$x=y\Rightarrow \arg x=\arg y$ I was wondering if the implication in the title holds.
Obviously it would depend on the definition of $\arg$, so my question is the following: is there any known definition that makes the implication false?
My take is that there isn't one, because such definition is ill-defined. (I was once told that a function is well-defined if $x=y$ implies $f(x)=f(y)$.)
However I was told that there can be a difference of $2\pi$ between the left hand side and the right hand side, which I think is absurd according to the reason above.
I know that the argument function is multivalued in general, but I think the implication should hold no matter how we define a equality on a multivalued function.
Who is correct and what's wrong?
 A: You are actually correct, and unfortunately the other answers fail to make that clear. The point is, regardless of how you define $\arg$, if $x = y$ then by meaning of equality $x,y$ are literally identical and hence $\arg(x) = \arg(y)$.
There is also no such thing as a function that is not well-defined. People may make a false claim that some function exists satisfying some property, but doing so does not mean that they have any function that is not well-defined! Rather, it means that they have failed to define a function in the first place! For example, if they claim that there is a function $f$ on $ℚ$ such that $f(k/m) = k$ for any $k,m∈ℤ$, it does not mean that $f$ is not well-defined, but rather they simply made a false claim!
Even if you define $\arg(z) = \{ \ t : r∈ℝ^+ ∧ t∈ℝ ∧ r·\exp(i·t) = z \ \}$, everything I said above holds. Whoever told you otherwise is downright wrong and got completely confused with the fact that $\exp(i·t) = \exp(i·u)$ may not imply $t = u$, which has nothing to do with the fact that $x = y$ implies $\arg(x) = \arg(y)$.
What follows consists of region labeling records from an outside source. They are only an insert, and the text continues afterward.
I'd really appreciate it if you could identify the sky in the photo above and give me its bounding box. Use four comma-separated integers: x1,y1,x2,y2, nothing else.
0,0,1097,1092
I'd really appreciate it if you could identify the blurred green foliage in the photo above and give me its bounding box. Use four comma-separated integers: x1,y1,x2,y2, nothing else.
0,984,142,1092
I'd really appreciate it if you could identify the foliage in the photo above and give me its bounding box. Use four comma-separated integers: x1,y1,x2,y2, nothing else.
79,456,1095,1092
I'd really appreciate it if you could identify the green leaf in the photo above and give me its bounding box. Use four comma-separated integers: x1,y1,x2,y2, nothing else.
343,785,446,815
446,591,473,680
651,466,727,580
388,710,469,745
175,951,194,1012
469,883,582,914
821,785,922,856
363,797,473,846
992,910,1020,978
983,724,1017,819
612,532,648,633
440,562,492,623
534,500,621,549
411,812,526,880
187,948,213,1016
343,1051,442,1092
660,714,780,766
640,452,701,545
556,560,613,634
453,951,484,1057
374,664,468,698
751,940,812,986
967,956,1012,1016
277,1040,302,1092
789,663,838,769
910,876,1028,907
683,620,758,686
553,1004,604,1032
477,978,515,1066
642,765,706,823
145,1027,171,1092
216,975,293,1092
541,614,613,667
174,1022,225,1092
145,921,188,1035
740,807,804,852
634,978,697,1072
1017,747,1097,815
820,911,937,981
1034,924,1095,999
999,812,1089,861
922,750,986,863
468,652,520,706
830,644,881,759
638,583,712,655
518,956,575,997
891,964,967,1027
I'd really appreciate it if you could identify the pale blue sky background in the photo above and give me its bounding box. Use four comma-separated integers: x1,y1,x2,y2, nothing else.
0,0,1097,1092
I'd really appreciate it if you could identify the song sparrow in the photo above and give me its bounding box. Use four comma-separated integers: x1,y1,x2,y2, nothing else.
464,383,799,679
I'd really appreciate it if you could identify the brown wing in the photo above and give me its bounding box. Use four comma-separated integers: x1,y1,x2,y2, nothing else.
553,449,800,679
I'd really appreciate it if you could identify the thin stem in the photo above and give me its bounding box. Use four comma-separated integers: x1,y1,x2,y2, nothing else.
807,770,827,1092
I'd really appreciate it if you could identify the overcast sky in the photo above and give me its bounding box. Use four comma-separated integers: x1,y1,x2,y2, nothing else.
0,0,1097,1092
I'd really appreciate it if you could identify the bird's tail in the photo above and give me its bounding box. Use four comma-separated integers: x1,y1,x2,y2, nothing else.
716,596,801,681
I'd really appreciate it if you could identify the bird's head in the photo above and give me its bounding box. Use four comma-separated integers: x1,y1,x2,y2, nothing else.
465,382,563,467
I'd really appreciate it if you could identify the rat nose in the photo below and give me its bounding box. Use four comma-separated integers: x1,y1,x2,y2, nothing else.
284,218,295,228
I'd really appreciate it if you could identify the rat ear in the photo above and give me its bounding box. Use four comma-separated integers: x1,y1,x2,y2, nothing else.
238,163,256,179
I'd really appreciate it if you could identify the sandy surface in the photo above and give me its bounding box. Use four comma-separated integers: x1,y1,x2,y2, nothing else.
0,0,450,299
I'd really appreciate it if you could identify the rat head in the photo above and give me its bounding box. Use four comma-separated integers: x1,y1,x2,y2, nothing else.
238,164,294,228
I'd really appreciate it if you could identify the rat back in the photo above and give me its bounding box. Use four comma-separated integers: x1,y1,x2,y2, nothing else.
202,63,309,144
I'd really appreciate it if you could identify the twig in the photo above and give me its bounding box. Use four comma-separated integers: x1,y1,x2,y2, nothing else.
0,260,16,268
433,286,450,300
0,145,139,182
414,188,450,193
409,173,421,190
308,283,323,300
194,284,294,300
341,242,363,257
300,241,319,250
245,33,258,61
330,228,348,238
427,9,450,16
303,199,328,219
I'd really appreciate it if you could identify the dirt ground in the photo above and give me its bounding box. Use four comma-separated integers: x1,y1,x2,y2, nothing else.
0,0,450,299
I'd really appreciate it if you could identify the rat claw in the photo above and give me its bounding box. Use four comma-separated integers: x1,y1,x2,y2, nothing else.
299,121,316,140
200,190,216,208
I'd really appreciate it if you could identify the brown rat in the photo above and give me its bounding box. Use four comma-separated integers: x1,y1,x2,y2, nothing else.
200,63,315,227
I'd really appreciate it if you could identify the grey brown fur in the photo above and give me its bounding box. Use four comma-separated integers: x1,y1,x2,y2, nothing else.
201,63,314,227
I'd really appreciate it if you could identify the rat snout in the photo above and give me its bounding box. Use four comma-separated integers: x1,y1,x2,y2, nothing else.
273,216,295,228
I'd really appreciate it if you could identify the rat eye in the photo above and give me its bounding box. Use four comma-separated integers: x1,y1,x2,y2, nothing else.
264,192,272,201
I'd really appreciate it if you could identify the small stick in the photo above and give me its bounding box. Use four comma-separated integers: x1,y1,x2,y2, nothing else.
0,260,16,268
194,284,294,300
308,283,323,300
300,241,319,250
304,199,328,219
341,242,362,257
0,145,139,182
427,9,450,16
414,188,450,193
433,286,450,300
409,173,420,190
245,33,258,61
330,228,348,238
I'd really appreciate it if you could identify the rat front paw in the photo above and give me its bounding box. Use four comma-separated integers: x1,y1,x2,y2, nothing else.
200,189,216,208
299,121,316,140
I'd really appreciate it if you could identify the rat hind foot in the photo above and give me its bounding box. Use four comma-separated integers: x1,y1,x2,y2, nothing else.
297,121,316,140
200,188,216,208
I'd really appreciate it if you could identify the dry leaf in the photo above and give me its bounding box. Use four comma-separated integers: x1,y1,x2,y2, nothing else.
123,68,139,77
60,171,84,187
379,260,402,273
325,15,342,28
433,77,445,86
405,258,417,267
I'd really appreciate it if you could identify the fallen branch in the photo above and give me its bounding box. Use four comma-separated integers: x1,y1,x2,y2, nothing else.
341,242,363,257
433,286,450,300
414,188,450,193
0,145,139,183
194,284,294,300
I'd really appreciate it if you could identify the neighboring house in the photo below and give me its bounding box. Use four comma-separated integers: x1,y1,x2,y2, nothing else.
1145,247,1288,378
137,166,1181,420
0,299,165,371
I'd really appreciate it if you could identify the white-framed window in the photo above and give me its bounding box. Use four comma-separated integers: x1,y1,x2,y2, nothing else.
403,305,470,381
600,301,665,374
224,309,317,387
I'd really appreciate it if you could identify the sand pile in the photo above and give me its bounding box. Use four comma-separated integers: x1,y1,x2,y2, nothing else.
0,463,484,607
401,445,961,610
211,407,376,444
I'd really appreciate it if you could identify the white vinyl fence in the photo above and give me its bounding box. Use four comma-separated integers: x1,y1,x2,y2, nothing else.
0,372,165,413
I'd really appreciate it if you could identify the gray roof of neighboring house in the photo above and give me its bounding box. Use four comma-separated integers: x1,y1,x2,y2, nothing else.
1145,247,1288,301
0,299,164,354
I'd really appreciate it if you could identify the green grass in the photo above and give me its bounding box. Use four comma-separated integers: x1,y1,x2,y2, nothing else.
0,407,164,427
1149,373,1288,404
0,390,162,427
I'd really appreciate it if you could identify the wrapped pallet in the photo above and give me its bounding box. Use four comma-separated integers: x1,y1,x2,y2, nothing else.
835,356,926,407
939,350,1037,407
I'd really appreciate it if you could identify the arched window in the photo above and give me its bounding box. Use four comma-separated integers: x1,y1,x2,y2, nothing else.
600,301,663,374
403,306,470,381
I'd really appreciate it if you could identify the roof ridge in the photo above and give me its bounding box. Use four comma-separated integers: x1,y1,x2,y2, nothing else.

A: There are three ways of looking at this. But first bear in mind that argument is not well defined for zero, so you need to be clear about that in any definition.
First we can say that the argument is multi-valued - here if $x=y$ then $x$ and $y$ have the same set of possible values for the argument, but some calculation may lead to values which differ when you expected them to be the same.
Second we can define a principal value for the argument giving each number a definite value and making the equation true. However, step changes may be needed in the argument mid calculation.
Third we can sat that the argument function is from complex numbers to the unit circle - each complex number other than zero maps to the point on the unit circle which is met by the line joining that point to the origin (doing geometry in the complex plane). This also leads to equality. This has technical advantages in that the circle is a smooth curve with no jumps or breaks.
I would further note that the multiple possible values for the argument do lead to some issues where the logarithm of a complex number is taken and used in a calculation - the logarithm becomes a "multi-valued function"
A: "Is there any ...?"
If $\phi : [a,b] \to \mathbb C\setminus \{0\}$ is continuous, then there is a continuous choice of $\arg(\phi(t))$.  If we want such a continuous choice (it is useful in some situations, for example contour integration), then we must allow that it could happen that $\phi(t_1) = \phi(t_2)$ but $\arg(\phi(t_1)) \ne \arg(\phi(t_t))$.
[Image from Wikipedia]

Here, we integrate twice along a segment of the negative real axis, where the argument in the $M$ direction is $\pi$ and the argument in the $N$ direction is $-\pi$.